For years I have been going to a local tack sale held by a consignment store. Last year an old friend, an out lesbian, came to my barn with a new horse and we headed out to the sale to help her stock up her tack room.
Her impression: wow this would be a great place to cruise, it’s wall to wall dykes with horses. She even ended up meeting an old room mate from back in the urban scene 30 years ago.
I have some gaydar but it tends to be blunted around horse women, where everybody above 35 has become bluff, stopped wearing makeup to the barn, and feels they have to at least pretend to be comfortable with power tools.
Anyhow, it raises the question of how you know that there aren’t gay people in the production and management of the big equestrian corporations?
The question of patronizing small manufacturers is also complicated because while some things (like bedazzled brow bands and fluffy stock ties) work fine as cottage industries, at the other extreme making saddles and riding boots are highly skilled trades that take serious apprenticeship. So there is less choice of vendor.

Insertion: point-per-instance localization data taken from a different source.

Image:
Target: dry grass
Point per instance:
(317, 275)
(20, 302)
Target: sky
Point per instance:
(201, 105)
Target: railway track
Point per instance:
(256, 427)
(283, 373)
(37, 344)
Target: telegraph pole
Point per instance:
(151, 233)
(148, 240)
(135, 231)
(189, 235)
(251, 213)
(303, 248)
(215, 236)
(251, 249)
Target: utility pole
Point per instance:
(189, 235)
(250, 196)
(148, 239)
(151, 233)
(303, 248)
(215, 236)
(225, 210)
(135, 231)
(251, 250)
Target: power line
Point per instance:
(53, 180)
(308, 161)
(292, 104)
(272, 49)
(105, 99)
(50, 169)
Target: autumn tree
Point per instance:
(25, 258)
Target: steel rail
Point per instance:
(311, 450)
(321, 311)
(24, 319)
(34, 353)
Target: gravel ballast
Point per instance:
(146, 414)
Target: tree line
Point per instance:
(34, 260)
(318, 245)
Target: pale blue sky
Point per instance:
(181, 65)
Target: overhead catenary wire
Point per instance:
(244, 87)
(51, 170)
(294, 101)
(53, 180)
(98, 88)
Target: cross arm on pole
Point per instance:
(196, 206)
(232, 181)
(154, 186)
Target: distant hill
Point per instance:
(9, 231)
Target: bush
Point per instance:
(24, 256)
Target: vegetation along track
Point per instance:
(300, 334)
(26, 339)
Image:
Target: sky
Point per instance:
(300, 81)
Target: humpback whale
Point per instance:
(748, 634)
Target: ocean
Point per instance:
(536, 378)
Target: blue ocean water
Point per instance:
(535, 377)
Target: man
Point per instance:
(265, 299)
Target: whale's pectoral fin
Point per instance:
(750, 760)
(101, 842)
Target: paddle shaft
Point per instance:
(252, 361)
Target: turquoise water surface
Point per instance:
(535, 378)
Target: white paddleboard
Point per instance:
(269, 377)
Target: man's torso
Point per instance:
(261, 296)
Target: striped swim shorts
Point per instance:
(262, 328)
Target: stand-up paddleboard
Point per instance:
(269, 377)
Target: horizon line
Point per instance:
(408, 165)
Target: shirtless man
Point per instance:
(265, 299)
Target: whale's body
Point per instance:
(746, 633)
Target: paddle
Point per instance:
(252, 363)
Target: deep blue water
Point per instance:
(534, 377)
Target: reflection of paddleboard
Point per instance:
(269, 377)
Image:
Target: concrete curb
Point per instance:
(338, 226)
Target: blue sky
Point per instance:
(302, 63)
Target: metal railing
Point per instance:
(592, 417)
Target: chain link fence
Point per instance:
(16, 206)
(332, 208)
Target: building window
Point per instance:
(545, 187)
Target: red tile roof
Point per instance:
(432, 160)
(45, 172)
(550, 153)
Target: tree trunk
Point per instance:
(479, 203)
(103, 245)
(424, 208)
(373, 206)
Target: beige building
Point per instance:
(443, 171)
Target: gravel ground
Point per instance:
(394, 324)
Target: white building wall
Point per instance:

And things in the middle that are factory produced like breeches, brushes, jackets, saddles pads etc. require a big investment in machinery so it isn’t that easy to find a true independent or small scale manufacturer.
If you are riding Western you can get a handmade saddle from an individual craftsman, and if you are in the right part if the country perhaps that craftsman might be Mexican American. Certainly they might be a source for Iberian or Vaquero gear.
In Canada, the online marketplace is flooded with cheap no name unverified riding helmets made in China and imported, when I checked last year, via India. This is no doubt a small business run by visible minorities, but not something we’d recommend!
Then there is the question of the tack store. Absolutely you can patronize the local independent store whose owners you most appreciate rathet than a chain or online. And you can even buy mostly second hand and call it environmentally friendly 
Within this rather constrained market it could be interesting to see what you could find out about the employment and affirmation policies of the bigger companies and whether there is anyone you really want to avoid.
Of course there is also the realm of service providers such as coaches, vets, body workers, farriers, etc where you can easily select the folks you want to work with.